Alors dans ce cas, outre Jane Eyre, je te conseille la biographie d Elisabeth Gaskell qui est très bonne et très complète sur Charlotte, tt en embrassant l histoire de sa famille. Elle devrait te plaire. Merci de ta visite!

Gaëlle a dit…

Lilly, c est un grand plaisir de te revoir ici! Moi aussi je ne vais que trop rarement sur les autres blogs dont le tien, par manque de temps mais ça me manque... Ravie que ce billet te plaise à toi qui adores ce roman. En fait je l ai lu 20 fois à ce jour je crois et je viens encore de le redécouvrir, frappée par des aspects qui ne m avaient pas arrêtée les autres fois. Je viendrai peut etre compléter ce billet ou en écrire un autre tant il y aurait à dire sur le chemin de Jane vers l indépendance etc:-) En tt cas c est un roman qui attache profondément ses lecteurs. Bonne journée Lilly et à bientôt !

yueyin a dit…

j'adore tes articles Gaëlle, maintenant j'ai envie de relire Jane Eyre (pour la xième fois) et de lire la bio dont tu parles en commentaire au dessus... bref... tu es une tentatrice voilà !
je t'embrasse

Gaëlle a dit…

Merci Yue, et j'aime bien l'idée d'être une tentatrice ;-))
Si tu n'as pas lu la bio de Gaskell, tu vas adorer ! Bises

Djemaa a dit…

Merci de nous faire rêver, bonne fin de semaine, Pascal, journaliste.

Gaëlle a dit…

Merci à vous de m'avoir rendu visite ;-)

L'or des chambres a dit…

Tu l'a lu vingt fois... Waou, ça c'est du grand amour !! Je l'avais lu ado et c'est vrai que depuis quelque temps j'ai une grande envie de le relire... Ton billet donne juste envie de se jeter dessus :0)
C'est toujours un plaisir de passer chez toi et de voir qu'un nouveau billet nous attend.

Gaëlle a dit…

Quel plaisir de te revoit ici!
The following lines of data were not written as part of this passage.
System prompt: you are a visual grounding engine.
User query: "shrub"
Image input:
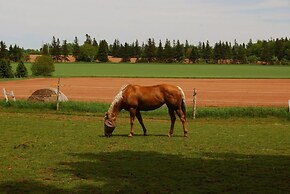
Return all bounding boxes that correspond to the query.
[0,59,14,78]
[31,55,54,76]
[15,61,28,78]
Oui tu as raison vingt fois c est vraiment de l amour... Cela dit je t encourage à le relire, à mon avis tu seras surprise de sa richesse. Très bonne journée, à bientôt:-)

Melanie B a dit…

Je reviens enfin par ici lire quelques billets. Entre Jane Eyre et les Hauts de Hurlevent, je suis servie ! Deux romans que j'ai lus et relus à une époque. Ils m'obsédaient.
Je note la bio d'Elisabeth Gaskell. J'avais beaucoup aimé "La Hurlevent", de Jeanne Champion.

Gaëlle a dit…

Hello Melanie! C est sympa de vous retrouver toutes! Oui la bio de Gaskell est très bien, bcp de lettres de Charlotte. Ça devrait te plaire. Je n ai pas lu la Hurlevent, tu me le conseilles?